L.A.’s driest year: Time to shut off the lawn sprinklers for good
Southern Californians have been having a lot of fun on Facebook this past week posting weather reports that show the local temperatures well up into the 70s and even the 80s. The wording with it usually goes something like this: You poor idiots living in colder climates, don’t you wish you were smart like I am and lived here instead?
We might have reason to be less thrilled about all this balminess a few months from now. With no rain on the horizon, it’s pretty safe to call 2013 the driest year on record in Los Angeles. The 2013-14 rainy season is off to an unpromising start. And though we know that the beginning of the season doesn’t tell us much — February tends to be the rainiest month — the bottom line is that we need rain. We need it bad.
And the record for arid weather doesn’t belong to Los Angeles alone. It’s statewide.
YEAR IN REVIEW: The good, the bad and the hopeful in wilderness news
Our brown, fire-threatened hills aren’t going to look all that good on Facebook, or in our regional backyard. Rangers and wildlife ecologists worry about long-term changes to our ecosystem if this goes on. Yes, our wild flora are beautifully drought adapted, but it’s believed that they can withstand only a certain number of drought years before giving in. And that gives the edge to invasive annual weeds that only increase the fire danger. And none of this solves the issue of where we turn when our traditional sources of household water are less able to meet our needs, or at least our desires.
We can hope the next three months are wetter than average, but there’s nothing in the long-range forecasts that should lead us to expect it.

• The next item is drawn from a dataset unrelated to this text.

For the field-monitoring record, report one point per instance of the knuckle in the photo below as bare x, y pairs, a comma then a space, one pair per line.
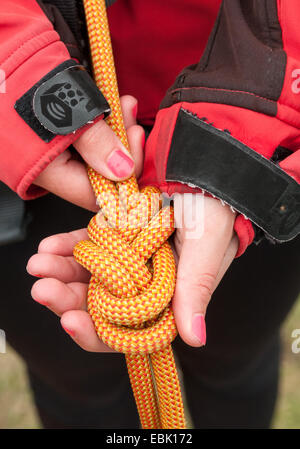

But we should be doing better than hoping. We should be moving now toward aggressive water conservation. That includes limits on how much lawn or other water-guzzling landscaping homeowners and businesses can do unless they can show they’re watering with nonpotable water, and not allowing new construction that calls for any form of landscaping other than xeriscaping. It means some limited rationing now in an effort to avoid more drastic rationing later. And we also need some ordinances against that odd practice of sweeping leaves and so forth from sidewalks, streets and driveways by hosing them down.
Early in 2014, proponents of a desalination plant in Huntington Beach will be making their case to The Times’ editorial board. In advance of that meeting, what are your thoughts on desalination as a way to keep the spigots flowing in developed Southern California? Not that it would help the open hills beyond.